En Versalles, de las cinco vías propuestas por Juncker se optó por la tercera de ellas: una Europa a distintas velocidades, una fórmula que de alguna forma ya se venía aplicando en nuestro club, por ejemplo al aceptar la moneda común solo por 19 de los 27 socios, o también al adoptar el tratado de Schengen para la libre circulación de personas solo por 23 socios, a los que se sumaron Noruega, Suiza e Islandia.

Esa Europa a varias velocidades o a la carta, encontró inmediata reacción en la cumbre de Bruselas en que se pretendía mostrar una gran unidad por ser la primera vez en que la UE iba a reunirse sin el Reino Unido y sin embargo se produjo un gran desencuentro.

En primer lugar por la oposición de Polonia a prolongar el mandato de su compatriota Donald Tusk al frente del Consejo Europeo por dos años y medio más. En esta cuestión, Polonia quedó malparada pues Tusk fue reelegido por la totalidad de los restantes socios. El gobierno de Kaczynski. JF no supo comprender que los altos funcionarios de Bruselas -y Tusk es el más importante de todos ellos- no se encuentran en la capital de Europa para defender los intereses de sus países de origen sino los de la Organización  y el conjunto de sus socios. A Rajoy también le tocó tragarse a Almunia -a la sazón Vicepresidente de la Comisión- cuando el PP ganó las elecciones en 2012 y a nuestro Comisario aun le quedaban  casi dos años de mandato.

Una vez resuelta la nominación de Tusk, los 27 socios se enzarzaron en el espinoso tema de las velocidades.

La idea inicial provenía del eje franco-alemán, fundamental en la construcción europea y que desde 1956 propulsó la CEE como la mejor vía para evitar nuevos choques entre París y Berlín y para evitar que una Europa fragmentada se viera fagotizada por los potentes mercados estadounidense y japonés, y más tarde por las potencias emergentes.

Hollande y Merkel tuvieron la astucia de invitar a Versalles a Italia y España para sumarlos a la iniciativa y evitar se convirtieran en opositores de la misma como lo habían sido en el pasado por miedo a quedarse en la segunda velocidad. Los tres socios del Benelux se sumarán sin duda al proyecto como también lo harán probablemente los otros socios ‘ricos’. Veremos cómo reaccionan Grecia, Irlanda, Portugal, Chipre, Malta etc.

De momento los cuatro de Visegrado (Polonia, Chequia, Eslovaquia y Hungría) del mismo modo que otros vecinos del Sur como Rumania y Bulgaria se han opuesto a la idea temiendo que la UE trace frente a ellos un nuevo telón de acero.

Será interesante ver cómo madura la idea con miras a la Cumbre de Roma el próximo día 25 de Marzo.
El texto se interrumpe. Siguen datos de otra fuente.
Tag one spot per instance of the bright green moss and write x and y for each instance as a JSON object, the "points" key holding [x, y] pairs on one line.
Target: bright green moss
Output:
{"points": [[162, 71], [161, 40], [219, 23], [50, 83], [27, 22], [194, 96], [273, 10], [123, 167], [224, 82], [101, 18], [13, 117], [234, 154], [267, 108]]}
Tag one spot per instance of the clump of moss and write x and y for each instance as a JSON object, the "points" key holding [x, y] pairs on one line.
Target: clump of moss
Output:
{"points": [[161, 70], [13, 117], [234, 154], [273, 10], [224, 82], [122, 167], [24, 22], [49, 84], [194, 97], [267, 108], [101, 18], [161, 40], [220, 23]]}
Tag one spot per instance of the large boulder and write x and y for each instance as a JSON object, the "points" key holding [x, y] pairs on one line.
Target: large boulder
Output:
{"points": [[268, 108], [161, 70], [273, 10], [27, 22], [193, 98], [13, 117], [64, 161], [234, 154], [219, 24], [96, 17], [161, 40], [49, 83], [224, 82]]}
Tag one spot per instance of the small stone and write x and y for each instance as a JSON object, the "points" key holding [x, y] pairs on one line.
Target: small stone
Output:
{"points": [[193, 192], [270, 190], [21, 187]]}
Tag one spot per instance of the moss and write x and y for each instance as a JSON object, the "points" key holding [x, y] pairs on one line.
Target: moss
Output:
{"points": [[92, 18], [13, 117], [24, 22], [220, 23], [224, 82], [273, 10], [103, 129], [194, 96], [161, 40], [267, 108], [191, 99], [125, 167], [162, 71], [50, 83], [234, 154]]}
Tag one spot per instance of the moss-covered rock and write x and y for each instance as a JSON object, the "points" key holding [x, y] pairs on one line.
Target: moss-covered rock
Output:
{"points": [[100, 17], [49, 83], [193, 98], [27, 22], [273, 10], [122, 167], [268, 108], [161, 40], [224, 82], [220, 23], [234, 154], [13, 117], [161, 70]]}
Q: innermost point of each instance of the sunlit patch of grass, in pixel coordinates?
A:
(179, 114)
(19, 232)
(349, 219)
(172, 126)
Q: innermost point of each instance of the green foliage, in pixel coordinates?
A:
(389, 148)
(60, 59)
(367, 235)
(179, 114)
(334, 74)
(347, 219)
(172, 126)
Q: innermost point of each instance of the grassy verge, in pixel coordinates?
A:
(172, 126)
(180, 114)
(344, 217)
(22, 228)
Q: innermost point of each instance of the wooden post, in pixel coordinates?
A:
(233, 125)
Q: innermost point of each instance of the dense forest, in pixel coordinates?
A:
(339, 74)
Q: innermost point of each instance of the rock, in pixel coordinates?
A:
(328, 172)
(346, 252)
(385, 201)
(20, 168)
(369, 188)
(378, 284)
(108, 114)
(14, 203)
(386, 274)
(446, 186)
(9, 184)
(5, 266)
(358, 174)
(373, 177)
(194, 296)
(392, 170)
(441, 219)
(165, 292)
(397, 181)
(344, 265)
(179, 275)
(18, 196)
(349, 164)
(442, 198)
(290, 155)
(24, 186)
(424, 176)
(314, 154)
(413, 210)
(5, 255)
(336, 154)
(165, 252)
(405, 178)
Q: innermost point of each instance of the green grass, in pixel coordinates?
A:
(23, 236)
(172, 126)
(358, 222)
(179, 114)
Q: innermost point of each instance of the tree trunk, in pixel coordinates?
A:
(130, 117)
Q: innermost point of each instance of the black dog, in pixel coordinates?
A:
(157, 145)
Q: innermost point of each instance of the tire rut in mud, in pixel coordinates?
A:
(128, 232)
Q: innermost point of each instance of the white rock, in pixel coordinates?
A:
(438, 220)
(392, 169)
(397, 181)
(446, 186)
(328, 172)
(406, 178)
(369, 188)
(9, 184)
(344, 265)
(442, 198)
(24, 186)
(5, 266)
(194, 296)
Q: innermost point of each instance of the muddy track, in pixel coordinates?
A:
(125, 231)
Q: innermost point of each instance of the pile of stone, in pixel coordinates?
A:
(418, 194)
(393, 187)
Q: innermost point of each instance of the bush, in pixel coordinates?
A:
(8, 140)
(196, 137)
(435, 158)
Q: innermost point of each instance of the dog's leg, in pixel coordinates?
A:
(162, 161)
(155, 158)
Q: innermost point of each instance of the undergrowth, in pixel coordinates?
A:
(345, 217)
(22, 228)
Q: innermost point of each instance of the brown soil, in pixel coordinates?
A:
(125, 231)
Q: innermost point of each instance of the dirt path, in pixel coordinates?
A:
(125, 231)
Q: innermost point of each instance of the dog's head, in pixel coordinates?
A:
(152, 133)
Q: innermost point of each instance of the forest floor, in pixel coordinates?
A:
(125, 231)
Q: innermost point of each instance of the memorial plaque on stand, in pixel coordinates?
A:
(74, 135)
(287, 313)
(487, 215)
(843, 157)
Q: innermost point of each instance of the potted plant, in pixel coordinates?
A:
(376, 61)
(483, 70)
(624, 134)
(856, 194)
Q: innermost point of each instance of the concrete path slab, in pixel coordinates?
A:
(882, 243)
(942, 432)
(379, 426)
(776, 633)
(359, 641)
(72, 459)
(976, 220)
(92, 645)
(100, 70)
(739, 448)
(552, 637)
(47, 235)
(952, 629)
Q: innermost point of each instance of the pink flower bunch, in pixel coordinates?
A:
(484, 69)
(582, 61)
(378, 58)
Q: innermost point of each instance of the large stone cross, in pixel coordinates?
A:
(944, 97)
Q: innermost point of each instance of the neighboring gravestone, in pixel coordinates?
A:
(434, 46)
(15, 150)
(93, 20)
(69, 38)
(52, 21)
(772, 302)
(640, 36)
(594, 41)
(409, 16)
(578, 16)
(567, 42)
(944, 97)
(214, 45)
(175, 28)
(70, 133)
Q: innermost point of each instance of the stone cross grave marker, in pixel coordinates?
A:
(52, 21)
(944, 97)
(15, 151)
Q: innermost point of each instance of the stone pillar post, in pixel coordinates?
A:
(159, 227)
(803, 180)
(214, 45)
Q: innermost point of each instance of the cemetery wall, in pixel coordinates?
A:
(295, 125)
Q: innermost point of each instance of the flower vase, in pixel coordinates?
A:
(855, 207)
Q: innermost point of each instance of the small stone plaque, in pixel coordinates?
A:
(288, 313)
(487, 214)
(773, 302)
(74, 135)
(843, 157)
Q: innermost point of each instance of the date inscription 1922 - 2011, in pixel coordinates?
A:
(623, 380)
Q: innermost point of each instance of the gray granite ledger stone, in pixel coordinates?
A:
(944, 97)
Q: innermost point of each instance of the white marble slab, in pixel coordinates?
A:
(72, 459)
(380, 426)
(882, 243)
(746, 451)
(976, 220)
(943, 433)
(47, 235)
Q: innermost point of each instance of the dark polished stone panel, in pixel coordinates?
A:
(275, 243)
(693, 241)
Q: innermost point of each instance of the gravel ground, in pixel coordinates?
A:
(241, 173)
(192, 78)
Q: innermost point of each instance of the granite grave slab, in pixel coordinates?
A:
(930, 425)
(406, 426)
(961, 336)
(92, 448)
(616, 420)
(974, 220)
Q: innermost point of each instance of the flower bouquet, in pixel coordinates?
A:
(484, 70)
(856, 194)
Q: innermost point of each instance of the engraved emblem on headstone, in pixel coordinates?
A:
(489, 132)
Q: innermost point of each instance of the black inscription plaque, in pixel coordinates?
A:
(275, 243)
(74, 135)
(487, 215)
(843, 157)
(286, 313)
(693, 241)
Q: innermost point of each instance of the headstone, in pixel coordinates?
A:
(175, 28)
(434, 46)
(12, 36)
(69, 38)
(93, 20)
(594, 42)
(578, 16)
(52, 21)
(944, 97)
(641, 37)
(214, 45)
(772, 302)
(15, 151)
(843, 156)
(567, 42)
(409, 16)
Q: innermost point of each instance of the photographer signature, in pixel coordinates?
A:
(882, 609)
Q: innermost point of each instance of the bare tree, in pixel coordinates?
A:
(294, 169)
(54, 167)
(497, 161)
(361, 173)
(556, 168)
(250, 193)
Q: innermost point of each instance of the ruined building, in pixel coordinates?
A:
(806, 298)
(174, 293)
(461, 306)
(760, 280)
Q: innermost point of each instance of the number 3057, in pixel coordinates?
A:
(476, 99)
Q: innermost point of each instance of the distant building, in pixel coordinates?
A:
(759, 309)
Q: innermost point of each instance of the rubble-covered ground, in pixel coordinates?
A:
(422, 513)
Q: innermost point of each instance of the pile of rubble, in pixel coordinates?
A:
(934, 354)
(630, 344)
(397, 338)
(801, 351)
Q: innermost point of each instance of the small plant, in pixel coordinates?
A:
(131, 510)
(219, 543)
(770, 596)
Lo ideal sería que todos los socios hubiéramos podido avanzar conjuntamente en la construcción  de Europa pero habrá que ser prácticos y hacer comprender a los menos fuertes de la Unión  que también ellos saldrán beneficiados si algunos socios llegan antes a la meta  y desde ella son capaces de ayudarles a avanzar más rápido. Europa no podrá arriesgarse a esperar a que Rumania se ponga al nivel de Alemania.